En septembre 2022, une drôle de nouvelle a euphorisé le petit milieu des activistes du troisième temple. Un avion en provenance du Texas a atterri à l’aéroport de Tel-Aviv avec, dans ses cales, cinq vaches parfaitement rousses. Historique, l’arrivée des bovins en Israël a donné lieu à une vibrante cérémonie religieuse dans un des hangars de l’aéroport. Car l’obtention d’une vache rousse, sans le moindre poil d’une autre couleur, constitue un préalable essentiel à la reconstruction du Temple. Selon le texte biblique, les cendres de la vache rousse forment la base d’une mixture dont les fidèles doivent obligatoirement être aspergés avant de pénétrer dans l’enceinte du Temple. Actuellement, les vaches sont placées sous bonne garde à Shilo, une implantation juive de Cisjordanie où se dressait jadis un sanctuaire hébraïque. “Il subsiste encore quelques problèmes religieux à régler pour sacrifier les vaches et procéder à la purification, mais cela pourrait se faire très rapidement. Cela marquera une étape cruciale vers la reconstruction du Temple”, affirme l’historien Haïm Berkovits, très au fait du dossier.

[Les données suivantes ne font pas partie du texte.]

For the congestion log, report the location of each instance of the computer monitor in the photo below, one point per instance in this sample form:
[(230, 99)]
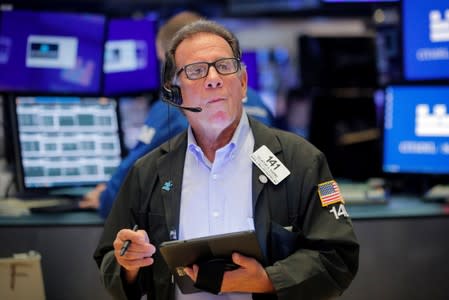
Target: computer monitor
[(416, 130), (133, 114), (347, 129), (425, 26), (249, 57), (358, 1), (2, 130), (341, 61), (130, 61), (63, 142), (51, 52)]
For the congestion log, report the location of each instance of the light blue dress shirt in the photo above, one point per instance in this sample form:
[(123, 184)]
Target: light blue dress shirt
[(217, 196)]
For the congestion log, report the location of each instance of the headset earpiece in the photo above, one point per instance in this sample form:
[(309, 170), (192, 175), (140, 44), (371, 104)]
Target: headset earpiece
[(170, 93)]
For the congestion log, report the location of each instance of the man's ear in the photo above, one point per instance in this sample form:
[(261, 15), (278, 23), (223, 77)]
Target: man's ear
[(244, 80)]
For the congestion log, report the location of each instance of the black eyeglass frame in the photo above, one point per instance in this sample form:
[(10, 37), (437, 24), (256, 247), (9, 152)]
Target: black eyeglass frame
[(209, 64)]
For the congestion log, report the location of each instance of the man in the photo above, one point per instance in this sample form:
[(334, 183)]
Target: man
[(203, 183), (160, 125)]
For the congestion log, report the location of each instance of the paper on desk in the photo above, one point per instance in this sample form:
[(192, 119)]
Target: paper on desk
[(21, 277)]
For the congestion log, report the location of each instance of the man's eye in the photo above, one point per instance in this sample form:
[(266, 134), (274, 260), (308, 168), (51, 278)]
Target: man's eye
[(196, 70), (224, 66)]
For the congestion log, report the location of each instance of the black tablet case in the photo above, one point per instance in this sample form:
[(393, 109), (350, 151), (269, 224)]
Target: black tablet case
[(181, 253)]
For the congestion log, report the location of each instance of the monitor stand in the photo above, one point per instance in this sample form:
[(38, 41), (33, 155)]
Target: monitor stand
[(437, 193)]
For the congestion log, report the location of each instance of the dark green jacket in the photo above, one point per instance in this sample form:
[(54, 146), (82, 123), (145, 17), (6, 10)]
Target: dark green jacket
[(310, 253)]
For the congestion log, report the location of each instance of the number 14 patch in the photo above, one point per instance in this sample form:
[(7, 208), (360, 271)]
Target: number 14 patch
[(340, 212)]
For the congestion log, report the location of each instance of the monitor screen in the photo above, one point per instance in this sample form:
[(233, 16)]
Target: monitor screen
[(425, 39), (130, 61), (250, 59), (357, 1), (346, 61), (49, 52), (133, 113), (65, 141), (416, 130)]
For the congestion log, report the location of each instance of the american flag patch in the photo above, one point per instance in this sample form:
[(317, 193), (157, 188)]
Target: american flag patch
[(329, 193)]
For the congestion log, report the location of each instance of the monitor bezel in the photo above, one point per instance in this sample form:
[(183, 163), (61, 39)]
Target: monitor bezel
[(65, 92), (416, 183), (66, 189)]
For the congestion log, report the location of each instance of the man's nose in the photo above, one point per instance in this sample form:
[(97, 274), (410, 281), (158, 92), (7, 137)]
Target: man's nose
[(213, 79)]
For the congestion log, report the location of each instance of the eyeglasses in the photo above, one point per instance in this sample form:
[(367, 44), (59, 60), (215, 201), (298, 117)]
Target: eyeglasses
[(224, 66)]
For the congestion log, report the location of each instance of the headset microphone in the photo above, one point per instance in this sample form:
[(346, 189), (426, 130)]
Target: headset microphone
[(192, 109), (173, 97)]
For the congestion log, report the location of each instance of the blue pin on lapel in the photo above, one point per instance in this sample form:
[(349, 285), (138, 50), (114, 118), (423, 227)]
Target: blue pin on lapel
[(167, 186)]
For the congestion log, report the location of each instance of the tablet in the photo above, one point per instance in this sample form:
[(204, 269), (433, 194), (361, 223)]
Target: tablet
[(182, 253)]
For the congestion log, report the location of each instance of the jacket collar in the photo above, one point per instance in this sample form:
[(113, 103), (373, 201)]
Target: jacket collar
[(170, 165)]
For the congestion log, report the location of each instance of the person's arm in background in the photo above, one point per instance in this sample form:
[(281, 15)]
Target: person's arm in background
[(256, 108), (162, 123)]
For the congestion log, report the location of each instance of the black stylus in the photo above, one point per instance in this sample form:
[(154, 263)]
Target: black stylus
[(127, 243)]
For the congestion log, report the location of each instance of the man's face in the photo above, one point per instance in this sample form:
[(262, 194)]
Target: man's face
[(219, 96)]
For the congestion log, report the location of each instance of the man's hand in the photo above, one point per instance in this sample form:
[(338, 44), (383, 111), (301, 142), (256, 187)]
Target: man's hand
[(139, 253), (249, 278)]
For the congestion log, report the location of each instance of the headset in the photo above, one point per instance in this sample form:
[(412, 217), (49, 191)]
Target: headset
[(172, 93)]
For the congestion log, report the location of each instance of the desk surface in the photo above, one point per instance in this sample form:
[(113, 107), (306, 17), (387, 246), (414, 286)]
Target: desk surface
[(396, 207)]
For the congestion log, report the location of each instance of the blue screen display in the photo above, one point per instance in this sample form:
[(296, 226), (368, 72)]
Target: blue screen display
[(66, 141), (416, 130), (426, 39), (51, 52), (130, 61)]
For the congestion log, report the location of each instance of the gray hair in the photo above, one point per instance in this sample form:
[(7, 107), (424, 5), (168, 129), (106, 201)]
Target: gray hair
[(200, 26)]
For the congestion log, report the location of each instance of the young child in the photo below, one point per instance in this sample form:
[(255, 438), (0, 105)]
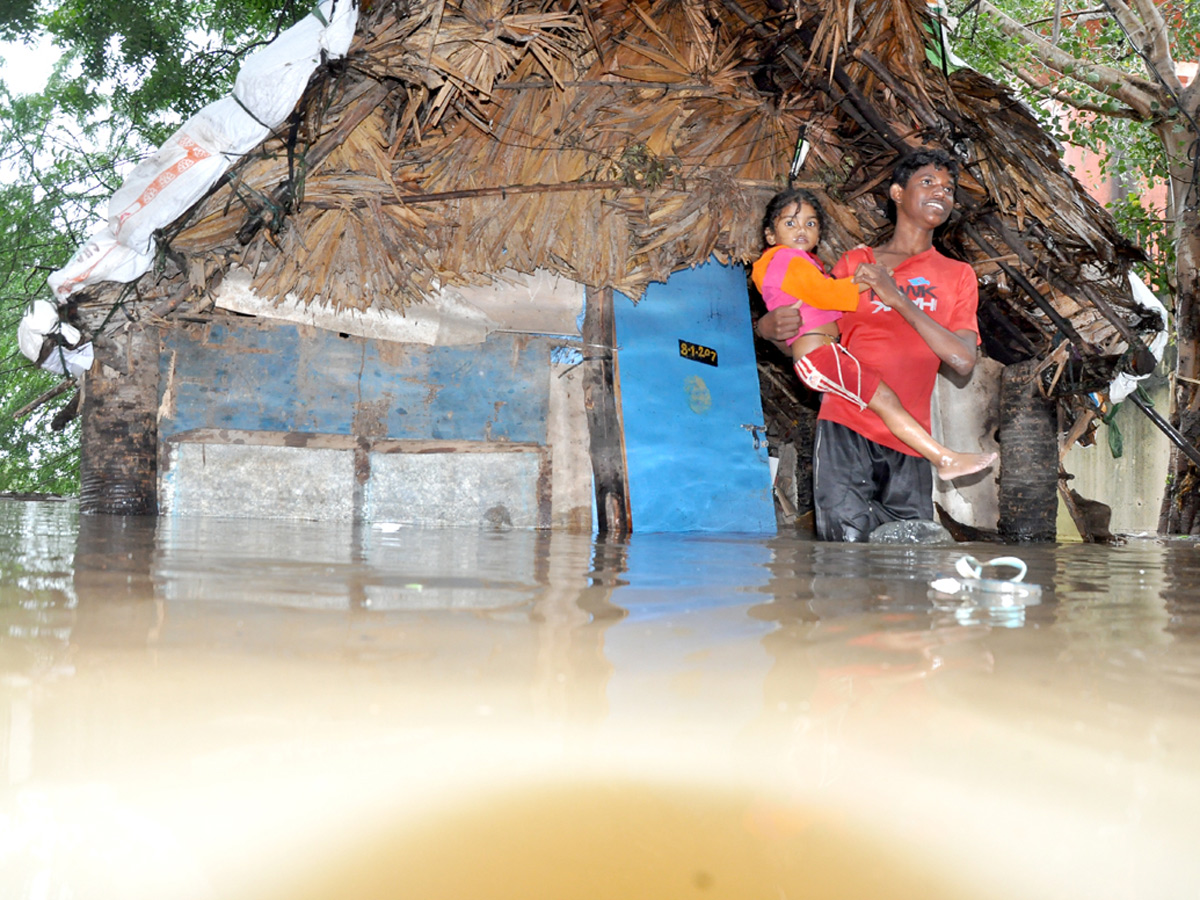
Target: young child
[(790, 274)]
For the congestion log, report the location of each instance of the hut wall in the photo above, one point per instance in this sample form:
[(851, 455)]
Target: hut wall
[(268, 419), (1131, 485), (966, 417)]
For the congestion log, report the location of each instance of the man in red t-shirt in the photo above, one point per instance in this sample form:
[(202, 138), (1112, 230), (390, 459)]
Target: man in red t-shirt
[(921, 313)]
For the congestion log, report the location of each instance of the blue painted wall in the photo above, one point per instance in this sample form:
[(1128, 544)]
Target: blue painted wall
[(279, 377), (689, 444)]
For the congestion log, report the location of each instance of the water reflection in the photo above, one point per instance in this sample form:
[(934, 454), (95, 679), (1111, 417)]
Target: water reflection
[(252, 671)]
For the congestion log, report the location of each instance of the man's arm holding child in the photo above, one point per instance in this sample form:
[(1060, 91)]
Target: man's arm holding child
[(954, 348)]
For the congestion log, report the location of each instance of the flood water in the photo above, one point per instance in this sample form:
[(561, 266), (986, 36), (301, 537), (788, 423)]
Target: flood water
[(215, 708)]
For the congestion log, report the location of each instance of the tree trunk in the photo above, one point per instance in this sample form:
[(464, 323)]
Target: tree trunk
[(600, 396), (1181, 497), (119, 443)]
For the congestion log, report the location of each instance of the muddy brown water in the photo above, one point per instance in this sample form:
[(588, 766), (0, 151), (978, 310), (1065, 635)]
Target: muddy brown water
[(214, 708)]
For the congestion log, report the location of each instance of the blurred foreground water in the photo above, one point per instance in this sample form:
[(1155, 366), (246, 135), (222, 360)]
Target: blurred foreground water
[(215, 708)]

L’élevage des vaches rousses au Texas a été financé par des évangélistes américains. Le soutien de ces groupes politico-religieux tient une place centrale dans le dispositif du troisième temple. Aux Etats-Unis, la cause compte des partisans au plus haut niveau. Un temps prétendant à la Maison-Blanche, le gouverneur de Floride, Ron DeSantis, s’affiche régulièrement aux côtés d’activistes du troisième temple. En 2014, il était monté sur l’esplanade en compagnie d’un membre du Congrès, Andy Harris, qui avait déploré “l’accès si limité et la discrimination contre les juifs par rapport aux autres religions pour visiter le mont du Temple”. Proche des milieux évangélistes, David Friedman, ambassadeur des Etats-Unis en Israël sous Donald Trump, s’efforce de plaider la cause auprès du milliardaire. “Il essaie de convaincre Trump de monter sur le mont du Temple avant l’élection présidentielle. Nous travaillons aussi avec les Américains pour tenter de convaincre les Saoudiens de permettre la reconstruction du Temple”, confie le financier anonyme.

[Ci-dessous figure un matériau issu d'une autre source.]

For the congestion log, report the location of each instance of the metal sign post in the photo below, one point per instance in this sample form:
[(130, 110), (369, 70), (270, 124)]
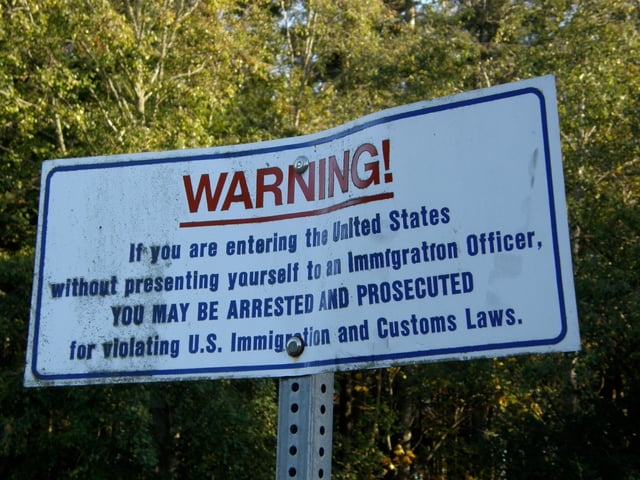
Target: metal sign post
[(305, 427)]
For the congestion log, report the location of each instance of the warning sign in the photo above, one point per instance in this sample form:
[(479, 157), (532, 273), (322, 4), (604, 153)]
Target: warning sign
[(431, 231)]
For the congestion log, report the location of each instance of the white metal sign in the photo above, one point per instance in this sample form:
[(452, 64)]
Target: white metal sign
[(431, 231)]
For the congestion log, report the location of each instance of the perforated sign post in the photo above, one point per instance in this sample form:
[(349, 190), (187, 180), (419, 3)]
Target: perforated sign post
[(431, 231)]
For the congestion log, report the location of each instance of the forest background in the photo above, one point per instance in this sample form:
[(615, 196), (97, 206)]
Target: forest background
[(97, 77)]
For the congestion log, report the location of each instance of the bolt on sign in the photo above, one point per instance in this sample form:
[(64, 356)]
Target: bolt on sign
[(432, 231)]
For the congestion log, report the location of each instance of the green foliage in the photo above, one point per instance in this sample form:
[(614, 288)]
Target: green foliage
[(97, 77)]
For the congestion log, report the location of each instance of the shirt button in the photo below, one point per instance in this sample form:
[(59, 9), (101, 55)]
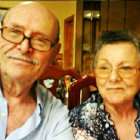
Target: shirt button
[(2, 115)]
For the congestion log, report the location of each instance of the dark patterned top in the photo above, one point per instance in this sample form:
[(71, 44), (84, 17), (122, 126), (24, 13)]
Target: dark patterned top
[(90, 121)]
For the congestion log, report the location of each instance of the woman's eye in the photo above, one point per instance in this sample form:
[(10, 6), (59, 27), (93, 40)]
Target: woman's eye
[(126, 67), (16, 31)]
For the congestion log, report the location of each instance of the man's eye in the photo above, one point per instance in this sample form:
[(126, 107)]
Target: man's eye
[(15, 31), (126, 68), (104, 68)]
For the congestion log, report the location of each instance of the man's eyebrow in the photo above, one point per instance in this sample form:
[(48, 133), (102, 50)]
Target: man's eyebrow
[(14, 25)]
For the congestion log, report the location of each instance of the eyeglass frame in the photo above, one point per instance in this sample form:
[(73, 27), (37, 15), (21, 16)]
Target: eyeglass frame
[(25, 37)]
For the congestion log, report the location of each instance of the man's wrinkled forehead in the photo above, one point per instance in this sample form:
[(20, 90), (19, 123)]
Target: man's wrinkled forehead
[(33, 16)]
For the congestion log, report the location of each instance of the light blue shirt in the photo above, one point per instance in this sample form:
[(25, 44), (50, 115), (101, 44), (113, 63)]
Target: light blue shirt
[(49, 122)]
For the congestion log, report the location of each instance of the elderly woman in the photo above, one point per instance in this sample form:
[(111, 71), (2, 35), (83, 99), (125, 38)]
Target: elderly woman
[(113, 112)]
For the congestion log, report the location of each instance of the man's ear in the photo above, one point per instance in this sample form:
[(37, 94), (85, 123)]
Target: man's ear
[(56, 49)]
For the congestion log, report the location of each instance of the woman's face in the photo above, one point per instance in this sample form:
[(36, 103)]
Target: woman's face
[(117, 72)]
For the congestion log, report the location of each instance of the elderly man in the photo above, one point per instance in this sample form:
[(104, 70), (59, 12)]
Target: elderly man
[(29, 35)]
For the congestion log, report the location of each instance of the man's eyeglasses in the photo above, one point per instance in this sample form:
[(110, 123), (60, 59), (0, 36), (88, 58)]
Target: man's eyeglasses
[(16, 36), (124, 71)]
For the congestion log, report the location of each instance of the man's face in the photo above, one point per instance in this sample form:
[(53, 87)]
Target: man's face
[(19, 61)]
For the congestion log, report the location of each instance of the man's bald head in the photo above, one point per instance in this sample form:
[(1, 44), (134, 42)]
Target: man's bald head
[(34, 10)]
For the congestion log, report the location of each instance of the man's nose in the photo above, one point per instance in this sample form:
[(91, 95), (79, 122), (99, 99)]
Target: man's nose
[(114, 76), (24, 46)]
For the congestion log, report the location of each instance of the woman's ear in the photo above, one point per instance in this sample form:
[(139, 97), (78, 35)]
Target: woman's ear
[(56, 49)]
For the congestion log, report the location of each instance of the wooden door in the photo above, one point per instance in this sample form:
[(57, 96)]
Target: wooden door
[(68, 42)]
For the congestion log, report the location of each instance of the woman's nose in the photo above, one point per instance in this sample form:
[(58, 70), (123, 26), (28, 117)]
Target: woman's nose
[(114, 76)]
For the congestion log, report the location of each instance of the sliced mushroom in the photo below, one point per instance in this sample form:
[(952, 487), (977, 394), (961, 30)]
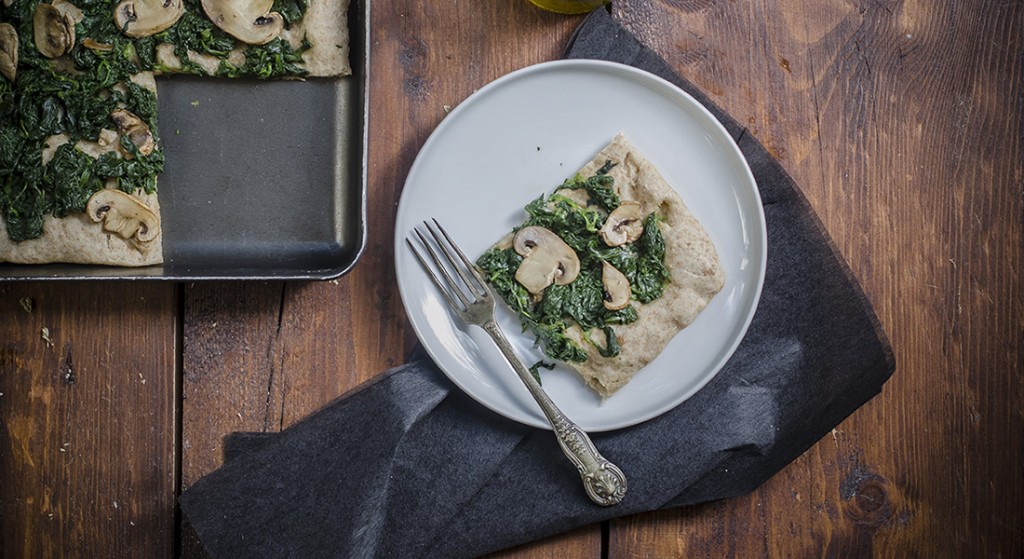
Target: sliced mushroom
[(143, 17), (53, 31), (616, 287), (89, 43), (8, 51), (124, 215), (67, 8), (131, 126), (547, 259), (248, 20), (625, 224)]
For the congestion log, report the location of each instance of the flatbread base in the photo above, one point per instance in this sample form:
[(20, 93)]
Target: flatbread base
[(78, 240), (689, 255)]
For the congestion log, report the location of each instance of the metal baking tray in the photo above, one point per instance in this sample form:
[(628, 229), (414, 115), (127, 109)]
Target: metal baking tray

Toute cette agitation n’échappe pas aux Palestiniens. La défense d’Al-Aqsa devient même le principal combat des groupes armés, comme l’indique le nom de l’attaque du 7 octobre, baptisée “Déluge d’Al-Aqsa” par le Hamas. Le soir même des massacres, Ismaïl Haniyeh, le chef de la branche politique du mouvement, assassiné depuis par Israël, déclarait dans un discours télévisé : “Nous les avions prévenus et nous avons prévenu tout le monde de ce qui se passe à Jérusalem et dans la mosquée Al-Aqsa. Nous leur avons dit : ‘Ne jouez pas avec le feu. Ne franchissez pas la ligne rouge.'” En janvier dernier, pour les cent jours de la guerre à Gaza, une vidéo d’Abou Obaïda, un des porte-parole du Hamas, démontrait une parfaite conscience de l’avancée du projet : “Ils ont introduit la vache rousse pour concrétiser un mythe religieux détestable”, accusait le militant islamiste.

Quand on interroge les activistes du troisième temple sur les risques d’une déflagration mondiale, ils formulent systématiquement le même type de réponse : “Le Temple est une œuvre de paix. Il permettra d’unifier toutes les nations vers un même but : vivre en harmonie avec la volonté divine. Nous ne devons pas avoir peur”, assure Ofira Halevy. En attendant, les tensions autour d’Al-Aqsa font trembler le monde.